平日19:00-21:00、土曜日14:30-21:00と日曜日10:00-14:30は、個人客は入場料が無料になります。
他の美術館同様、閉館の15分前にはキッチリ、冷酷非情に追い出されます。

(始まりは遅れがちなのに、なぜか終わりだけは定刻に終わるスペイン・・・)

中は広く、映像作品も多いので、本館の常設展示をザッと一通り見るだけでも最低2時間は必要です。
絵の前で立ち止まったり、新館等の建築を撮影したりしたい人は、3-4時間は見ておきたいところ。
なお、某「ヨーロッパ建築案内」ガイドブックによれば「ハイテクの粋を集めた」そうなイアン・リッチー設計の本館のガラスのエレベータはおかしな動きをしますので、お急ぎの方は要注意。

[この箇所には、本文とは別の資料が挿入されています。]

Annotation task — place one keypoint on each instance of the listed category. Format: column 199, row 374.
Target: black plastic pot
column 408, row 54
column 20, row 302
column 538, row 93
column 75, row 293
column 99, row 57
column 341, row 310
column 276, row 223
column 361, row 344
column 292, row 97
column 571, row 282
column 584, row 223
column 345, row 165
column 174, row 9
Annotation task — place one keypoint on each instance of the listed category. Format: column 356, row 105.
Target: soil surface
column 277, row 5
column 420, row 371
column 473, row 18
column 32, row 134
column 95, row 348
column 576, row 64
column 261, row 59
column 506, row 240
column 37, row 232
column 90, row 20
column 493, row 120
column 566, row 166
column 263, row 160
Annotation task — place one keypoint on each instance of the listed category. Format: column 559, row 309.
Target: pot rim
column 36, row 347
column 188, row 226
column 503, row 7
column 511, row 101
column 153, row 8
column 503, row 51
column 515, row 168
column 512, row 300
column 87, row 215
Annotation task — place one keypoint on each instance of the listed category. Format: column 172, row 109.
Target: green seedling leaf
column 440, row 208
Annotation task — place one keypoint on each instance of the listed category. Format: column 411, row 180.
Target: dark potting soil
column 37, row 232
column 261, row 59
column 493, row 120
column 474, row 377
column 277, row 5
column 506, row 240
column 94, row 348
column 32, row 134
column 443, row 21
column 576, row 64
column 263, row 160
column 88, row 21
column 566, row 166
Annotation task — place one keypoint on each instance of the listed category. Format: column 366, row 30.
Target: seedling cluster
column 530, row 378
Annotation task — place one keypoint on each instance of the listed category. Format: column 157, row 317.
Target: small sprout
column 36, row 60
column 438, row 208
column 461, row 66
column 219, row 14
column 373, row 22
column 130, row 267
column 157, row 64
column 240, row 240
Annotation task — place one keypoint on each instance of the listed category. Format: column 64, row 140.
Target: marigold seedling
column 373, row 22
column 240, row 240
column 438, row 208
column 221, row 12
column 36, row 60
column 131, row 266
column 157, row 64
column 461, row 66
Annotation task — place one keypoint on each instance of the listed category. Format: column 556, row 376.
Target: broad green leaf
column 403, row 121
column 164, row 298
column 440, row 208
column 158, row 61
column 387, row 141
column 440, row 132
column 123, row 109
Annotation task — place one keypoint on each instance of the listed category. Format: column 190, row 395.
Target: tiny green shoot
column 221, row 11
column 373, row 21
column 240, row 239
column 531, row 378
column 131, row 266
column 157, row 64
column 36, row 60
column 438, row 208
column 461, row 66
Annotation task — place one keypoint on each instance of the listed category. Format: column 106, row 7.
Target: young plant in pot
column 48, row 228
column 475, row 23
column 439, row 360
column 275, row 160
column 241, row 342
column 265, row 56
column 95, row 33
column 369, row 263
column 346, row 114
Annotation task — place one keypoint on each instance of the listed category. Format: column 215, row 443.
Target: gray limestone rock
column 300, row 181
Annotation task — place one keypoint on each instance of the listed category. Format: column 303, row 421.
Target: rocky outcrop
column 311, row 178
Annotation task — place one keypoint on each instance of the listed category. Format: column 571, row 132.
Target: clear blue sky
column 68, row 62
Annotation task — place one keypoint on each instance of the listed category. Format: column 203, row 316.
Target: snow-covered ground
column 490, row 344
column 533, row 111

メニューがお高いので私は座りませんでしたが、新館1階のカフェのインテリアは遊び心がいっぱい。
新館には図書館もあり、そこいらじゅうに「WiFiエリア」と書いてあり、PCがあれば使えた模様。

驚いたことに、こちらの美術館では、展示室内も、フラッシュさえ焚かなければ写真撮影可です。鉄道の駅なども含めてむやみやたらに「No foto!」なスペインにおいて、これはとても異例なことです。マドリードの中で最もゆっくりしたいと思った見学場所でした。